Leidos Holdings (NYSE: LDOS) was the best performing stock in the S&P 500 yesterday after the company smashed analyst expectations with their Q4 earnings released before the bell. The Virginia based scientific research and defense technology company saw its GAAP EPS come in a full 10% higher than the consensus while its revenue for the quarter was up over 11% year on year. With those kinds of numbers, it’s easy to see why its shares jumped more than 9% during Tuesday’s session to the rally going.
And what a rally it is. When we include Tuesday’s jump it means that in little over a year, shares have tacked on 140% in value and have been regularly printing all-time highs for fun.
Leidos’ CEO, Roger Krone, commented with the release, "we delivered strong fourth-quarter results, including record organic revenue growth, increasing margins and significant year-over-year non-GAAP earnings growth. Our growth and execution momentum accelerated throughout 2019 and has continued into 2020 with significant new program wins and the opportunity to create value from our two recently announced acquisitions. I am confident that we are growing the company with the right talent, the right capabilities and the right strategy to continue to drive value for our customers, employees, and shareholders."
Good News After Good News
In October when they released their Q3 earnings, the management was confident enough to raise forward guidance. Based on this and the run of good headlines about the company in the months since investors have every reason to believe Krone. In early December, the company was awarded a ten year, $6.5 billion US defense contract. A week later, they were announcing the acquisition of defense technology company Dynetics for close to $2 billion. In January they picked up a five year $110 million contract from the US Army. In early February, Leidos was awarded a $75 million contract with NORAD. A day later, a $7.7 billion contract from the US Navy came in.

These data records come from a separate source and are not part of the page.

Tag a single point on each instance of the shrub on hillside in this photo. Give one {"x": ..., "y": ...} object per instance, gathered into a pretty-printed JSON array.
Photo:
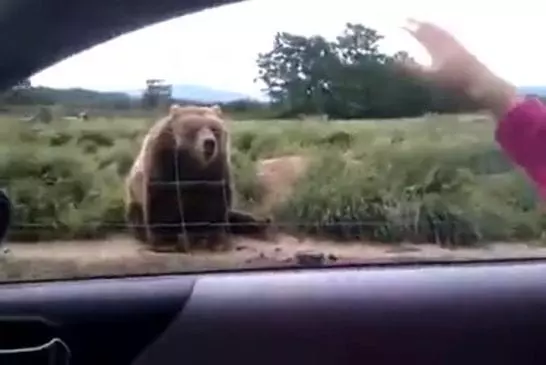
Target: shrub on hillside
[{"x": 421, "y": 181}]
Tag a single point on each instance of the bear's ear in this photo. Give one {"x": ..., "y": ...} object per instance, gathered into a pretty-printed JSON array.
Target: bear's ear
[
  {"x": 174, "y": 109},
  {"x": 217, "y": 110}
]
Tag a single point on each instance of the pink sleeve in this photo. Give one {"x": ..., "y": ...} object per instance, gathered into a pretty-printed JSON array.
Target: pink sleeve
[{"x": 522, "y": 135}]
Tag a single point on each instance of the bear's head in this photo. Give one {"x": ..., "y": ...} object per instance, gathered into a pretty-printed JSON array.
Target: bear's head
[{"x": 200, "y": 131}]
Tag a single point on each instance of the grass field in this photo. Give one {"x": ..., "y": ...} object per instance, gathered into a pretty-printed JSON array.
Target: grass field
[{"x": 436, "y": 179}]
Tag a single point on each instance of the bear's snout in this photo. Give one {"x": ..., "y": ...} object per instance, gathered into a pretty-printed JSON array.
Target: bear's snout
[{"x": 209, "y": 147}]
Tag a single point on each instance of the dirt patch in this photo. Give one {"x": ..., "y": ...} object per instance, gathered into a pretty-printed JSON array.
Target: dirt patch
[{"x": 123, "y": 256}]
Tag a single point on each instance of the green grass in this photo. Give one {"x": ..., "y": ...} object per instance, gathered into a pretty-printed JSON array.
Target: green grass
[{"x": 428, "y": 179}]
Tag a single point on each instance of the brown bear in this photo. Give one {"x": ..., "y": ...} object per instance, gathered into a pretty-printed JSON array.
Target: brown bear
[{"x": 180, "y": 188}]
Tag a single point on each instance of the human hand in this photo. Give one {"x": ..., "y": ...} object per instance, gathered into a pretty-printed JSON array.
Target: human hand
[{"x": 455, "y": 67}]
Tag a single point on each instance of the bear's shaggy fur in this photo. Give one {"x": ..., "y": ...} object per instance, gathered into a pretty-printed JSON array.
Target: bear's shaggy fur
[{"x": 179, "y": 188}]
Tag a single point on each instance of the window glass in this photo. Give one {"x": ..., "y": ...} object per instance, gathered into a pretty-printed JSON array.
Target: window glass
[{"x": 314, "y": 147}]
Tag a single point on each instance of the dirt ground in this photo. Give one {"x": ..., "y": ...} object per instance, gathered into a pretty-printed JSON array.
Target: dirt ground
[{"x": 122, "y": 255}]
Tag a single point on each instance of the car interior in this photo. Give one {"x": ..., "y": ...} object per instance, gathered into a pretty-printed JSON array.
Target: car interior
[{"x": 435, "y": 312}]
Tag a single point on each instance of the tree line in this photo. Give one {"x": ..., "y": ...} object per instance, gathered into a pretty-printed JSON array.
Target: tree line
[
  {"x": 348, "y": 78},
  {"x": 345, "y": 78}
]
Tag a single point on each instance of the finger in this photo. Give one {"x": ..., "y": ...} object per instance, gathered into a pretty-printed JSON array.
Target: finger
[{"x": 435, "y": 36}]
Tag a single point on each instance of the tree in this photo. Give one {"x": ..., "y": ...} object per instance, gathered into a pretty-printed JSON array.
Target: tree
[{"x": 347, "y": 78}]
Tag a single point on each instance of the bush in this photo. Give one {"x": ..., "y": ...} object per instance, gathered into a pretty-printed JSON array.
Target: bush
[{"x": 432, "y": 179}]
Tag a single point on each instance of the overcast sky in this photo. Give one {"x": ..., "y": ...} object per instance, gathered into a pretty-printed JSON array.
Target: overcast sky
[{"x": 218, "y": 47}]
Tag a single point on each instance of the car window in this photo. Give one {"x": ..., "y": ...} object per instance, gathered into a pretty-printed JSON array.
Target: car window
[{"x": 312, "y": 146}]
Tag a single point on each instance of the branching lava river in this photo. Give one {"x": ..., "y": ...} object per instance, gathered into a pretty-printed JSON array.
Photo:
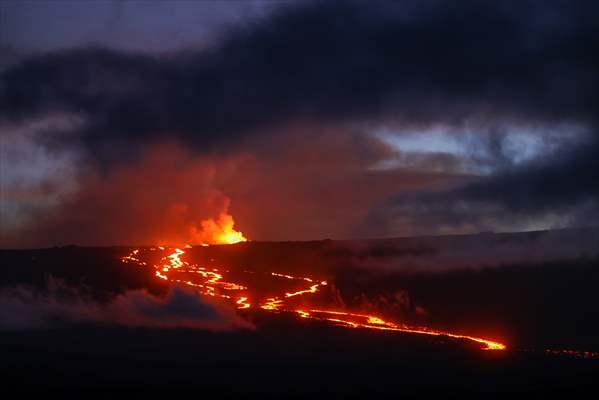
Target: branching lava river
[{"x": 217, "y": 282}]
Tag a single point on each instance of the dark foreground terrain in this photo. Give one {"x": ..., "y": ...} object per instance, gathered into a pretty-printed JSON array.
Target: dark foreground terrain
[
  {"x": 281, "y": 359},
  {"x": 533, "y": 305}
]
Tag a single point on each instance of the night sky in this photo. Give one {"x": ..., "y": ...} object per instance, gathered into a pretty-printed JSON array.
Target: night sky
[{"x": 129, "y": 122}]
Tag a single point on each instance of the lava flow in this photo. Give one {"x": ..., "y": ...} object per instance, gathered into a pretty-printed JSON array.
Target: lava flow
[{"x": 212, "y": 282}]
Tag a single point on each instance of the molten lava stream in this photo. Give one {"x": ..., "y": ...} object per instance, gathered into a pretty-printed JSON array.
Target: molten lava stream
[{"x": 210, "y": 282}]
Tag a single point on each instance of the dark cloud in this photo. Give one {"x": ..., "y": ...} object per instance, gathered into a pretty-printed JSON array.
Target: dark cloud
[
  {"x": 415, "y": 64},
  {"x": 425, "y": 62},
  {"x": 560, "y": 188}
]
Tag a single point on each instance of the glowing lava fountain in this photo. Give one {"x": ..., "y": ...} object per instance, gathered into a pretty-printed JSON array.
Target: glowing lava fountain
[{"x": 211, "y": 282}]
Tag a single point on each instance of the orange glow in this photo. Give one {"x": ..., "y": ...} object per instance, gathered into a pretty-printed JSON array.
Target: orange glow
[
  {"x": 211, "y": 282},
  {"x": 217, "y": 231}
]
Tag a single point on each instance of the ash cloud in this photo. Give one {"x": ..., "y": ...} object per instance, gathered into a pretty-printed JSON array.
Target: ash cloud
[
  {"x": 22, "y": 308},
  {"x": 336, "y": 64},
  {"x": 423, "y": 62}
]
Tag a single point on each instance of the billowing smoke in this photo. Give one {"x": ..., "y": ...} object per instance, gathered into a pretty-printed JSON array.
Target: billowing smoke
[
  {"x": 60, "y": 305},
  {"x": 250, "y": 109}
]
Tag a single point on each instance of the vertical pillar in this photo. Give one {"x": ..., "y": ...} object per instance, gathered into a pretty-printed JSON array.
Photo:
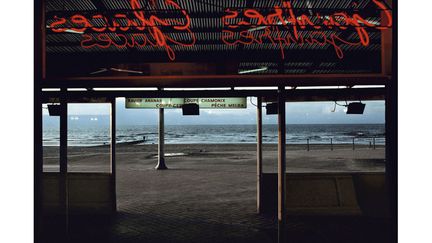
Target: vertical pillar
[
  {"x": 259, "y": 154},
  {"x": 39, "y": 75},
  {"x": 161, "y": 158},
  {"x": 391, "y": 124},
  {"x": 63, "y": 182},
  {"x": 281, "y": 166},
  {"x": 113, "y": 153}
]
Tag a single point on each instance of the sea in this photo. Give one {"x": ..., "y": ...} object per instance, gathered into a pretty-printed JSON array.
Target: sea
[{"x": 213, "y": 134}]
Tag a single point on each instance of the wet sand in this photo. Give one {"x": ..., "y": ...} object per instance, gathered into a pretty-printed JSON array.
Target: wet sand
[
  {"x": 209, "y": 194},
  {"x": 320, "y": 158}
]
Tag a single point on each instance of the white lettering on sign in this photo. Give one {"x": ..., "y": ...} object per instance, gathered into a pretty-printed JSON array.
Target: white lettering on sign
[{"x": 171, "y": 103}]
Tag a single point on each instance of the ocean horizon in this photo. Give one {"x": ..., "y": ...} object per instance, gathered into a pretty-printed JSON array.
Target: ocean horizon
[{"x": 99, "y": 134}]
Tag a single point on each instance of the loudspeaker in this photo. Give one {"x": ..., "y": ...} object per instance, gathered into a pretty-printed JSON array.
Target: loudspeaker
[
  {"x": 356, "y": 108},
  {"x": 271, "y": 108},
  {"x": 54, "y": 110},
  {"x": 190, "y": 109}
]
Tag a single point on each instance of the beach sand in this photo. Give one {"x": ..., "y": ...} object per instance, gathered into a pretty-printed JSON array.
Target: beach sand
[
  {"x": 320, "y": 158},
  {"x": 209, "y": 193}
]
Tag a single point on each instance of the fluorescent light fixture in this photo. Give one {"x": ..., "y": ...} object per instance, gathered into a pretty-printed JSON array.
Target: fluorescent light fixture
[
  {"x": 125, "y": 70},
  {"x": 321, "y": 87},
  {"x": 50, "y": 89},
  {"x": 355, "y": 108},
  {"x": 125, "y": 89},
  {"x": 99, "y": 71},
  {"x": 195, "y": 89},
  {"x": 256, "y": 88},
  {"x": 253, "y": 70}
]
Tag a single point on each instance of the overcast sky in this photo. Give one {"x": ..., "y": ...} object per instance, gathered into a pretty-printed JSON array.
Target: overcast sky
[{"x": 297, "y": 113}]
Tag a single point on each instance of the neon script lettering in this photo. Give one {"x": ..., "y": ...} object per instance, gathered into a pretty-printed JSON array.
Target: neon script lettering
[
  {"x": 148, "y": 28},
  {"x": 283, "y": 28}
]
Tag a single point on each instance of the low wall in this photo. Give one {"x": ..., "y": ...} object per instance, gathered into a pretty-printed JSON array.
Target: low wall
[
  {"x": 328, "y": 194},
  {"x": 88, "y": 193}
]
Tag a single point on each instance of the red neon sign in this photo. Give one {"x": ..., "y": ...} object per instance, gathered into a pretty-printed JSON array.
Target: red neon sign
[
  {"x": 149, "y": 26},
  {"x": 284, "y": 19},
  {"x": 271, "y": 27}
]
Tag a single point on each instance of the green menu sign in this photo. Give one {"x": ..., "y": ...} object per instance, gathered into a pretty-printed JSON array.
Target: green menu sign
[{"x": 205, "y": 103}]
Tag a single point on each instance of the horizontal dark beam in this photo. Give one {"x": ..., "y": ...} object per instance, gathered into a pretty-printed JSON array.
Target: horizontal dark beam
[
  {"x": 217, "y": 81},
  {"x": 293, "y": 95},
  {"x": 161, "y": 13},
  {"x": 100, "y": 59},
  {"x": 198, "y": 42}
]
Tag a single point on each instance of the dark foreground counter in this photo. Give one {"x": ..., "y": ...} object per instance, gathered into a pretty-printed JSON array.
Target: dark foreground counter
[{"x": 329, "y": 194}]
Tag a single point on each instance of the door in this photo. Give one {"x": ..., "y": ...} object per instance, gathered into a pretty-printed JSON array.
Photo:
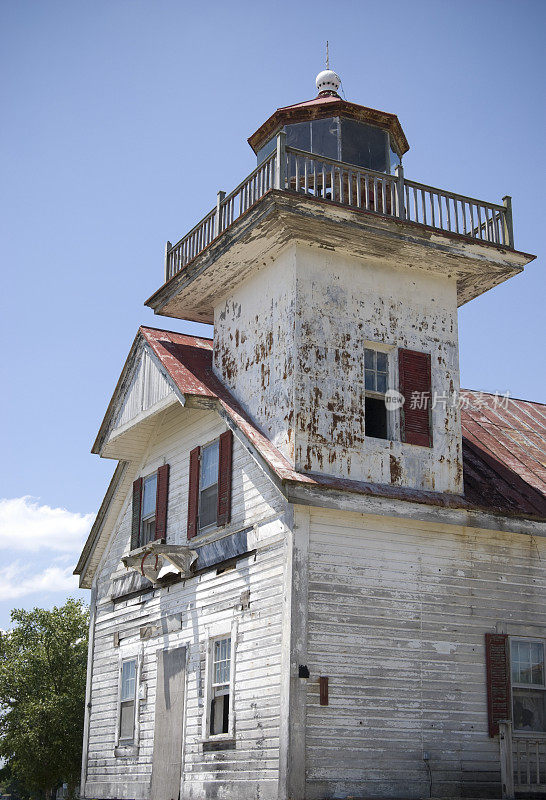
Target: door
[{"x": 169, "y": 710}]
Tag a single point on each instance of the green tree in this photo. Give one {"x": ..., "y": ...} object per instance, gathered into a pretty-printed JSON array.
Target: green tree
[{"x": 43, "y": 660}]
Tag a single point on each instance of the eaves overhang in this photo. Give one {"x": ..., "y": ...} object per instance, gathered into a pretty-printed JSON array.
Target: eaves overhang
[{"x": 281, "y": 218}]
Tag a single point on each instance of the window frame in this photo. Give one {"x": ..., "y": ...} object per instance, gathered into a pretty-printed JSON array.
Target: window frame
[
  {"x": 393, "y": 428},
  {"x": 520, "y": 732},
  {"x": 211, "y": 525},
  {"x": 209, "y": 664},
  {"x": 120, "y": 743}
]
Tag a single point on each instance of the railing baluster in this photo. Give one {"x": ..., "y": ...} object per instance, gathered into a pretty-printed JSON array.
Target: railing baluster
[
  {"x": 479, "y": 215},
  {"x": 358, "y": 190}
]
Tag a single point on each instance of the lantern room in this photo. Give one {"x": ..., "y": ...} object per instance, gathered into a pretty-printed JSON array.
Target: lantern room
[{"x": 331, "y": 127}]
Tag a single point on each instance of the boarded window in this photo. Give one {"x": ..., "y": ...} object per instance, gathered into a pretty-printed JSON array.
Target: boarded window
[
  {"x": 209, "y": 491},
  {"x": 127, "y": 702},
  {"x": 220, "y": 686},
  {"x": 208, "y": 484},
  {"x": 147, "y": 521},
  {"x": 376, "y": 382},
  {"x": 150, "y": 501}
]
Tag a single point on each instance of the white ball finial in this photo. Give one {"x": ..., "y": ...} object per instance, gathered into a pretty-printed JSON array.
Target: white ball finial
[{"x": 328, "y": 81}]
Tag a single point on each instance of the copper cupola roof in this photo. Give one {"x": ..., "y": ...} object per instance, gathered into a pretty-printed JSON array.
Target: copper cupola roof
[{"x": 328, "y": 104}]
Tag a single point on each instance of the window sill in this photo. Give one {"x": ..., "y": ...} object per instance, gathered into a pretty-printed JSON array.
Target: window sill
[
  {"x": 222, "y": 741},
  {"x": 126, "y": 751}
]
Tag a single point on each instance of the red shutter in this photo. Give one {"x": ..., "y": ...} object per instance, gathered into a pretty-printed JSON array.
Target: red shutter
[
  {"x": 498, "y": 680},
  {"x": 193, "y": 493},
  {"x": 135, "y": 518},
  {"x": 223, "y": 512},
  {"x": 161, "y": 502},
  {"x": 416, "y": 387}
]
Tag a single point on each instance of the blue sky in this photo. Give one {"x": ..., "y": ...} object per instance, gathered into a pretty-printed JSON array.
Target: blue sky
[{"x": 122, "y": 119}]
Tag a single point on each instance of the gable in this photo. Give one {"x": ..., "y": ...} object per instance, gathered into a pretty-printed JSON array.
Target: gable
[
  {"x": 143, "y": 392},
  {"x": 179, "y": 430},
  {"x": 147, "y": 389}
]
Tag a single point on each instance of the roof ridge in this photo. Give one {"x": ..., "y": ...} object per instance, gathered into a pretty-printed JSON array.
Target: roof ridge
[
  {"x": 175, "y": 333},
  {"x": 497, "y": 394}
]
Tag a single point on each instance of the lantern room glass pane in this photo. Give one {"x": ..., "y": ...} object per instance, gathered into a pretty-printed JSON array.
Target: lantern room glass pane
[
  {"x": 325, "y": 137},
  {"x": 299, "y": 135},
  {"x": 364, "y": 145}
]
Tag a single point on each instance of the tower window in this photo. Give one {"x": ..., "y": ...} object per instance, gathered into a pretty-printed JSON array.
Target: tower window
[
  {"x": 208, "y": 484},
  {"x": 376, "y": 382}
]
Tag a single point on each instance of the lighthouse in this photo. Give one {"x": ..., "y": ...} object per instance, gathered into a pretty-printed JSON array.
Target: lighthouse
[{"x": 319, "y": 569}]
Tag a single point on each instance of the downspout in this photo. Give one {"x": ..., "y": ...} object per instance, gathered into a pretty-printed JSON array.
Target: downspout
[{"x": 89, "y": 681}]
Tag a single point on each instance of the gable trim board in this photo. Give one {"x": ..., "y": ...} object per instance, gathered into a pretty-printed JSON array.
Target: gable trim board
[{"x": 186, "y": 364}]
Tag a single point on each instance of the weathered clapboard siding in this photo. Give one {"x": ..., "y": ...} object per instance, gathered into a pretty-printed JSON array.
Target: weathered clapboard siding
[
  {"x": 147, "y": 388},
  {"x": 397, "y": 613},
  {"x": 177, "y": 432},
  {"x": 205, "y": 603}
]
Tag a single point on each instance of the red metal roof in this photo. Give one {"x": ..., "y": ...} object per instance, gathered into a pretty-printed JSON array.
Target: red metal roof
[{"x": 504, "y": 449}]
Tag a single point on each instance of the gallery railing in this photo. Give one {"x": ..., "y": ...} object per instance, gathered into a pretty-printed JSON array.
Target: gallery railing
[{"x": 290, "y": 169}]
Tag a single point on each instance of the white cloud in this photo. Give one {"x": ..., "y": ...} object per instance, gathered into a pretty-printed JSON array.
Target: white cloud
[
  {"x": 17, "y": 580},
  {"x": 27, "y": 525}
]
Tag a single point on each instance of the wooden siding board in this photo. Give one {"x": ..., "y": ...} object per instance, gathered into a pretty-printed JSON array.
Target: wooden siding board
[{"x": 397, "y": 616}]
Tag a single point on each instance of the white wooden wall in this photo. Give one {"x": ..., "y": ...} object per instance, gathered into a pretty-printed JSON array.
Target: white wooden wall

You get the picture. There is huge fundamental growth at work here and it looks and feels like shares are struggling to price it all in fast enough. When compared to some of the other big names in the defense technology space, Leidos is the clear winner in recent years. Since February 2015, their shares have run on over 170%. The likes of Lockheed Martin (NYSE: LMT), Raytheon (NYSE: RTN) and Northrup Grumann (NYSE: NOC) are all between 100-120%. Over the past year, Leidos is up 94% while the others are up between 25-45%. Respectable for sure but still a good way behind Leidos which speaks to volumes to the company’s ability to be the preferred vendor when these ten-digit contracts are being handed out.
For investors looking to get involved in the coming days or weeks, it’s worth noting that the stock’s RSI is over 80 so starting to get pretty warm. Anything over 70 suggests a stock is starting to get overbought and is at risk of a pullback, no matter how much positive momentum there is. It will be interesting to see how this plays out. We have $126 to the topside as the fresh all-time high printed yesterday and any movement of shares above here means they’ll likely go higher in the short term. To the downside, a move below $117 would mean that shares likely want to fill in the gap up and we’ll be looking at the $111 mark for the first line of support and a decent entry point for the more cautious trader.
The company is doing everything right and its shares are playing its part. Any pullback from here should be considered a gift of a buying opportunity for this best in class industry leader.